An HPA Exception Example
To see how HPA exceptions behave, try the same experiment again, this time with the following stored procedure (again, cataloged as SAFE):

[SqlProcedure] public static void HPA_Exception() { SqlContext.Pipe.Send("Starting..."); lock (SqlContext.Pipe) { //Do nothing... } SqlContext.Pipe.Send("Finished..."); return; }

As before, an exception occurs, but this time it is a bit different:

Msg 6522, Level 16, State 1, Procedure HPA_Exception, Line 0 A .NET Framework error occurred during execution of user-defined routine or aggregate "HPA_Exception": System.Security. HostProtectionException: Attempted to perform an operation that was forbidden by the CLR host.

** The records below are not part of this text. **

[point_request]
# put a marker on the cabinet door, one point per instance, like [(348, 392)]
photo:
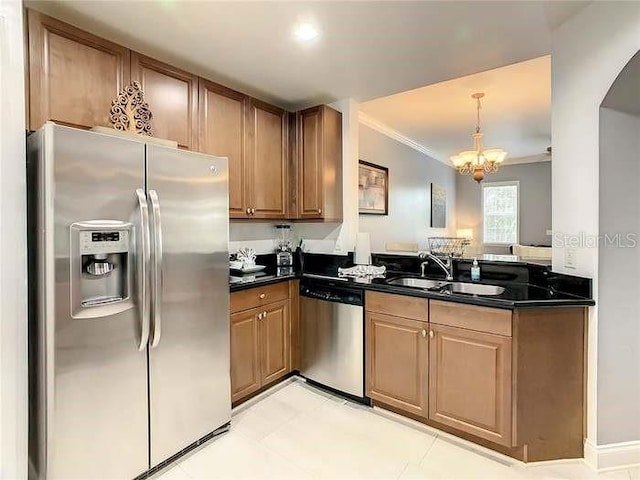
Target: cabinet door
[(310, 155), (267, 162), (222, 132), (245, 369), (275, 341), (397, 362), (73, 75), (172, 95), (470, 382)]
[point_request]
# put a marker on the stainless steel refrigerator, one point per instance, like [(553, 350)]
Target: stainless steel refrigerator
[(129, 339)]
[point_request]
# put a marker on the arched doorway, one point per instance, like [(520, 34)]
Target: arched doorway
[(619, 259)]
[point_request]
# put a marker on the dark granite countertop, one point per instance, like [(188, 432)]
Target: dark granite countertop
[(516, 295), (251, 281), (526, 286)]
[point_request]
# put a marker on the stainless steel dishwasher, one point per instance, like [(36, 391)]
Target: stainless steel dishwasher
[(332, 336)]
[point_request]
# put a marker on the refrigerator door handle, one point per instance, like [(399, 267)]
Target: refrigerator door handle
[(144, 269), (156, 268)]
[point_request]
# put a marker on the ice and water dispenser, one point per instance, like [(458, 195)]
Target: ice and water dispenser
[(102, 268)]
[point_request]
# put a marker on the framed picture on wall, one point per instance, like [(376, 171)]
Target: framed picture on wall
[(373, 189), (438, 206)]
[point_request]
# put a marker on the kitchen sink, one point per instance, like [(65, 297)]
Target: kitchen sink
[(476, 288), (418, 283), (447, 287)]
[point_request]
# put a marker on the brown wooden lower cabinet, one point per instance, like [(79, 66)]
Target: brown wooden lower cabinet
[(260, 340), (397, 362), (470, 382), (509, 380), (245, 368), (275, 341)]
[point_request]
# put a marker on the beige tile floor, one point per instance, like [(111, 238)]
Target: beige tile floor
[(296, 431)]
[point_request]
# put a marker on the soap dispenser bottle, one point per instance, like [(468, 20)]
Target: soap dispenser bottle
[(475, 271)]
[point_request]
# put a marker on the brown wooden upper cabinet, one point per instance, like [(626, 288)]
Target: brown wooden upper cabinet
[(73, 75), (319, 141), (280, 165), (266, 179), (222, 120), (172, 95)]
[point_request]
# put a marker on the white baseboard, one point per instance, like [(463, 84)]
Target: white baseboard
[(612, 456)]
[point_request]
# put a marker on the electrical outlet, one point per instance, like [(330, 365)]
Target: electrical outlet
[(570, 260)]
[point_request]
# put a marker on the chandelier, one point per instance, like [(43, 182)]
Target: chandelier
[(478, 161)]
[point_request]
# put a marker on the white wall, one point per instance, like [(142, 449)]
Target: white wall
[(410, 175), (535, 201), (588, 52), (619, 278), (13, 267)]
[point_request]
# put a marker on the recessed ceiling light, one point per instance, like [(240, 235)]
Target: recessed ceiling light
[(305, 32)]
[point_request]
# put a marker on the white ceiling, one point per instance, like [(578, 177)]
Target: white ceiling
[(366, 50), (515, 114)]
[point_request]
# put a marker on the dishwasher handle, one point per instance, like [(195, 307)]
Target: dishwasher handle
[(328, 293)]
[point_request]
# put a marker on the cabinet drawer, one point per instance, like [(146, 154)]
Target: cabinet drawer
[(397, 305), (258, 296), (471, 317)]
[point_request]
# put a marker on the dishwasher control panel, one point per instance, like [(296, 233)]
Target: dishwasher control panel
[(332, 294)]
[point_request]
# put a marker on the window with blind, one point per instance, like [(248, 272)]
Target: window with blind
[(500, 212)]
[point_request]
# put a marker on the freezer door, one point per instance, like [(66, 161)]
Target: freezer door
[(189, 347), (92, 375)]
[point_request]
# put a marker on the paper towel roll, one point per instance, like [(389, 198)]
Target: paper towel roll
[(363, 249)]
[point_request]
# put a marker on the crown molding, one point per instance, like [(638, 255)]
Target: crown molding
[(385, 129)]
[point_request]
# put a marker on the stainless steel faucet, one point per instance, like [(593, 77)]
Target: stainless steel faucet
[(447, 267)]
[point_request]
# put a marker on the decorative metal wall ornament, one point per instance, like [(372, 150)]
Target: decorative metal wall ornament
[(129, 112)]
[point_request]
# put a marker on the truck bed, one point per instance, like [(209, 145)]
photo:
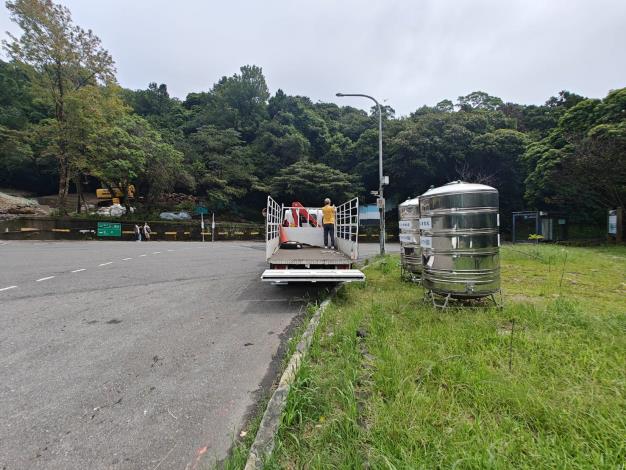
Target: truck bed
[(309, 255)]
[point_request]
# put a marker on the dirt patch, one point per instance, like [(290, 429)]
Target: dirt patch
[(14, 206)]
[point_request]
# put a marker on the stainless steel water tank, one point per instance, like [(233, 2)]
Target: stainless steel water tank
[(410, 251), (460, 239)]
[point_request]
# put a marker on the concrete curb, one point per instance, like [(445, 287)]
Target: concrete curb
[(264, 441)]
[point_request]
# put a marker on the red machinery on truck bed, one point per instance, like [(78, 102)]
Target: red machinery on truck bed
[(294, 240)]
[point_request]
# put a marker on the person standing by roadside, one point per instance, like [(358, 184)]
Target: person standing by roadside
[(146, 231), (137, 233), (328, 220)]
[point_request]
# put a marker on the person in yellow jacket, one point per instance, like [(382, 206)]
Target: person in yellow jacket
[(328, 220)]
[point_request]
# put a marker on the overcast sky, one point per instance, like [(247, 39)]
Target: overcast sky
[(407, 52)]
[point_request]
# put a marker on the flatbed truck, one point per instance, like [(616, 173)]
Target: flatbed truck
[(294, 250)]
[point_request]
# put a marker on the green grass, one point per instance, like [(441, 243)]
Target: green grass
[(391, 382)]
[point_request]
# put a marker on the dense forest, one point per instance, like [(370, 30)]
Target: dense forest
[(65, 125)]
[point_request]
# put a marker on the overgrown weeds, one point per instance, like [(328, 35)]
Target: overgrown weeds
[(391, 382)]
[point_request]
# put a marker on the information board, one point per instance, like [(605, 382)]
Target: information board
[(109, 229)]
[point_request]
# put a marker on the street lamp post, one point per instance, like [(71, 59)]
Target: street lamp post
[(381, 182)]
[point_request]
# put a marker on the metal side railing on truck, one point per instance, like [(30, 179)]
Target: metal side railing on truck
[(294, 249)]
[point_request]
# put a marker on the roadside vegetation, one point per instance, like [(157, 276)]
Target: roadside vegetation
[(66, 125), (391, 382)]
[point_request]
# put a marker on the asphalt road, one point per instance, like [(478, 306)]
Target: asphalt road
[(135, 355)]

Unlike when executing the previous stored procedure, this method did not call the SqlPipe.Send method before hitting the exception; the "Sending…" string does not appear in the output. As a matter of fact, the execution context never entered the HPA_Exception method at all—the runtime threw the exception based on reflection done before actually running it. You should also note that the wording of the exception is a bit different; this time the runtime did not deny a request; instead, the code attempted a "forbidden" operation! The SQLCLR environment considers threading and synchronization to be threats to reliability and therefore explicitly disallows them via HPA for any code cataloged in the SAFE or EXTERNAL_ACCESS buckets.

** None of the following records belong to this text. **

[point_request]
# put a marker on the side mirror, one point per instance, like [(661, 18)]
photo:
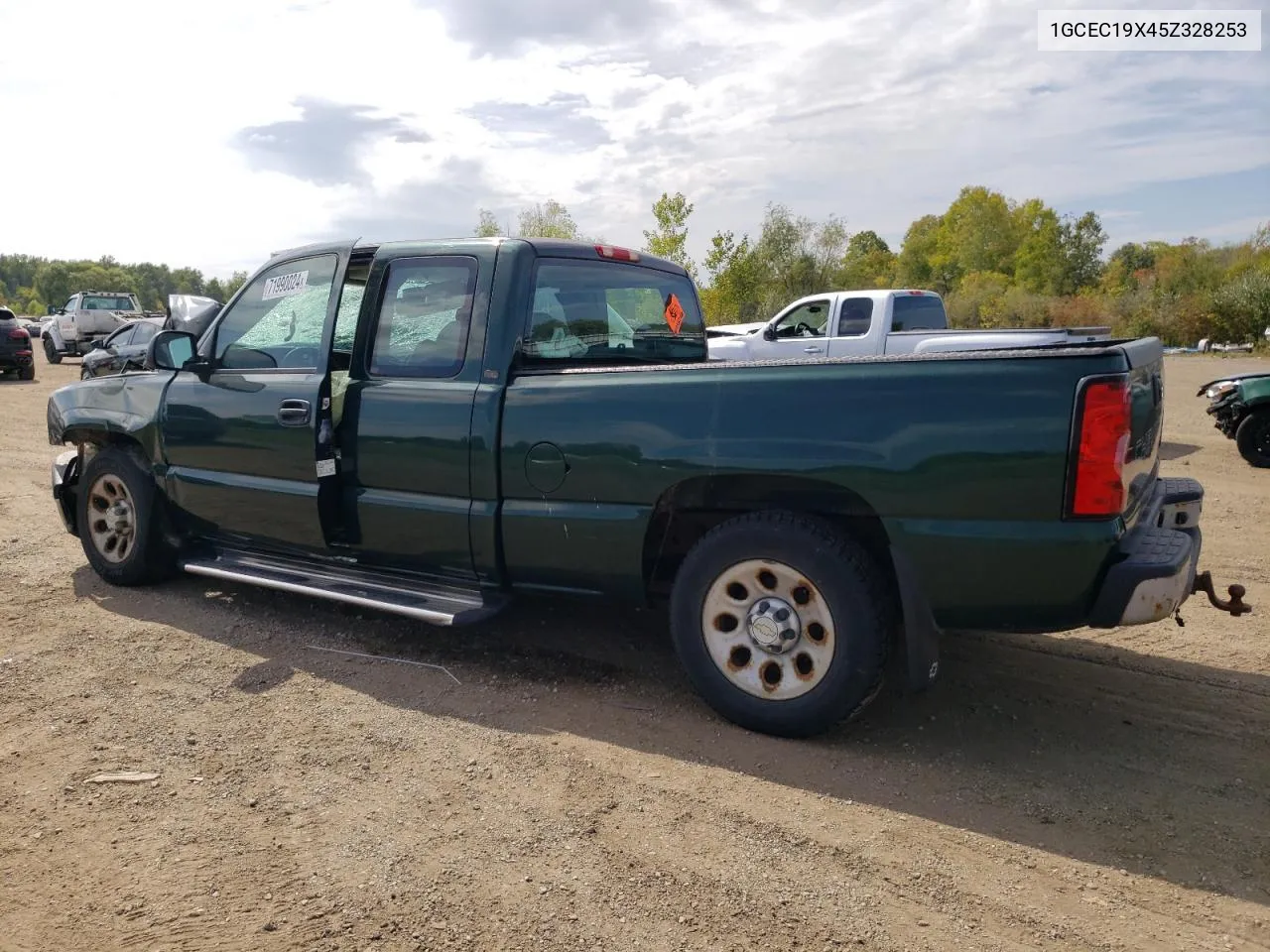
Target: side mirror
[(171, 350)]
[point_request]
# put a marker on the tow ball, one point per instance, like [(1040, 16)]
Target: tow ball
[(1236, 604)]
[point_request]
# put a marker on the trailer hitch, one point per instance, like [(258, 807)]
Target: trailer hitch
[(1236, 606)]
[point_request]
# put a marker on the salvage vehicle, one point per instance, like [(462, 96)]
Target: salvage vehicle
[(86, 318), (873, 322), (1239, 407), (16, 353), (400, 426), (123, 350)]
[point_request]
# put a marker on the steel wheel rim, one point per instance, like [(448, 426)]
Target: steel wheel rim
[(769, 630), (111, 518)]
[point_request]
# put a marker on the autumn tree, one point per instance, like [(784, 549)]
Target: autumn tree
[(869, 263), (670, 239), (488, 225), (548, 220)]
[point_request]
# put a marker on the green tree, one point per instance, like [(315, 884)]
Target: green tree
[(1080, 243), (913, 266), (734, 281), (234, 284), (1242, 307), (869, 263), (1038, 266), (670, 239), (488, 225), (978, 232), (548, 220)]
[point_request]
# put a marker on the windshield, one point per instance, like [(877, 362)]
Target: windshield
[(108, 302)]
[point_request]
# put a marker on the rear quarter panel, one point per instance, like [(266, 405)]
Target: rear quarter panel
[(964, 458)]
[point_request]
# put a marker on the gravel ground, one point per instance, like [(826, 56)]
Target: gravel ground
[(1093, 789)]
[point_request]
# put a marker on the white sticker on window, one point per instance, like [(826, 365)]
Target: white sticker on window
[(285, 285)]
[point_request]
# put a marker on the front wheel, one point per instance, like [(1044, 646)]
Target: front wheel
[(119, 520), (783, 624), (1252, 438)]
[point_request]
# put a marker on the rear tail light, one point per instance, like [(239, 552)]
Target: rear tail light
[(1102, 420), (617, 254)]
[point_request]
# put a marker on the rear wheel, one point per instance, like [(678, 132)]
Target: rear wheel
[(119, 520), (1252, 436), (783, 624)]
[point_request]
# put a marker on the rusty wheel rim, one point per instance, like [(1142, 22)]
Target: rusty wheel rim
[(111, 518), (769, 630)]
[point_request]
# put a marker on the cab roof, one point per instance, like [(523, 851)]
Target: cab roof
[(547, 248)]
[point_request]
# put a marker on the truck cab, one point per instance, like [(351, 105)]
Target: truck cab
[(86, 317)]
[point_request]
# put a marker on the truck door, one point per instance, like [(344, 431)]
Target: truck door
[(405, 414), (851, 336), (240, 442)]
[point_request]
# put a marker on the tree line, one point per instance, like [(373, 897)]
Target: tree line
[(28, 284), (998, 263)]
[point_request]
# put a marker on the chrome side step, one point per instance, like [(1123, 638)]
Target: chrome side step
[(432, 603)]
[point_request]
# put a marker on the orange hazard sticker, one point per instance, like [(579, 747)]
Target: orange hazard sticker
[(674, 313)]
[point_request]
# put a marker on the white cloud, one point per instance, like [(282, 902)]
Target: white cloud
[(878, 112)]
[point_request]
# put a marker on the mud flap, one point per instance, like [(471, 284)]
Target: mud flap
[(919, 662)]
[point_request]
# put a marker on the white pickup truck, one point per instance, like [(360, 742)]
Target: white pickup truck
[(86, 317), (871, 322)]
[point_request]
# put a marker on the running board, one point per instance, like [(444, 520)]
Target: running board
[(429, 602)]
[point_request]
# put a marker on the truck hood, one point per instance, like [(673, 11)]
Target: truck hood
[(1219, 388), (191, 313)]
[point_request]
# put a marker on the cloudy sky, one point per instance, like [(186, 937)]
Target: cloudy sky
[(209, 135)]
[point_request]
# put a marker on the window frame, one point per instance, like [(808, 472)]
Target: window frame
[(795, 308), (376, 315), (842, 306), (896, 299), (535, 363)]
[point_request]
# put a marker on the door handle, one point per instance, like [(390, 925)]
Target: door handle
[(294, 413)]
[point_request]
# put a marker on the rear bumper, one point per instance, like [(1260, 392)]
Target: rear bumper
[(1156, 562), (64, 477), (13, 361)]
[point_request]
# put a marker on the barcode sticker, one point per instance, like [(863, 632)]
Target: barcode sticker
[(285, 285)]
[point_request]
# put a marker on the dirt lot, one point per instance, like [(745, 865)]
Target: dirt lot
[(1098, 789)]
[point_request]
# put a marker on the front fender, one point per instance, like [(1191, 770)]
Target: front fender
[(104, 409)]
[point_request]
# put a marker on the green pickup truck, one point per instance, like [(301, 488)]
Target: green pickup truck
[(431, 428)]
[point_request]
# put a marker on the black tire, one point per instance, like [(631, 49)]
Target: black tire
[(1252, 438), (148, 557), (852, 587)]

Generally speaking, CAS grants are all about security—keeping code from being able to access protected resources. On the other hand, HPA permissions are more geared towards reliability and ensuring that SQL Server runs smoothly and efficiently. But both types of permission have the same net effect of controlling what code can and cannot do, and developers can control both to some degree.

A full list of what the SQLCLR environment does and does not allow based on the CAS and HPA models is beyond the scope of this article, but is well-documented. Refer to the following MSDN topics:

When SAFE Just Isn't Enough
Up to this point, I have not addressed why you should care about permissions behavior when you catalog assemblies as SAFE. The fact is, it's easy enough to fix these exceptions: Simply raise the permission level of the assemblies to EXTERNAL_ACCESS or UNSAFE and give the code access to do what it needs to do.

Unfortunately, as with most simple workarounds, the fix does not come without cost. In the SQLCLR environment, you grant permissions at the assembly level, rather than the method or line level. Raising the permission of a given assembly can affect many different modules contained within. And granting extra permissions en masse on every module in the assembly creates a maintenance burden: If you want to be certain that there are no security problems, you must review each and every line of code to make sure it's not doing anything it's not supposed to do—you can no longer trust the engine to check for you.

Even if it were possible to set permissions at the module level, that may not be granular enough. Consider a complex, 5000-line module, which requires a single file IO operation to read some lines from a text file. By giving the entire module EXTERNAL_ACCESS permissions, you're creating yet another maintenance nightmare—you now have to check all of the remaining code to make sure it's not doing anything unauthorized.

The situation gets even worse with threading and synchronization code. A fairly common SQLCLR pattern is to create static collections that can be shared amongst callers. However, properly synchronizing access is important in case you need to update some of the data after the collection has been initially loaded. But due to the fact that threading and synchronization require UNSAFE access, this creates a rather unappealing situation from a permissions point of view.

Is doing a stringent code review every time you make a change enough to ensure that the code won't cause problems? And do you really want to have to do a full review every time you make a change? Ideally, you want to safeguard the majority of code, which doesn't do anything that requires a high level of privileges, and yet still allow access to do the occasionally necessary privileged operations.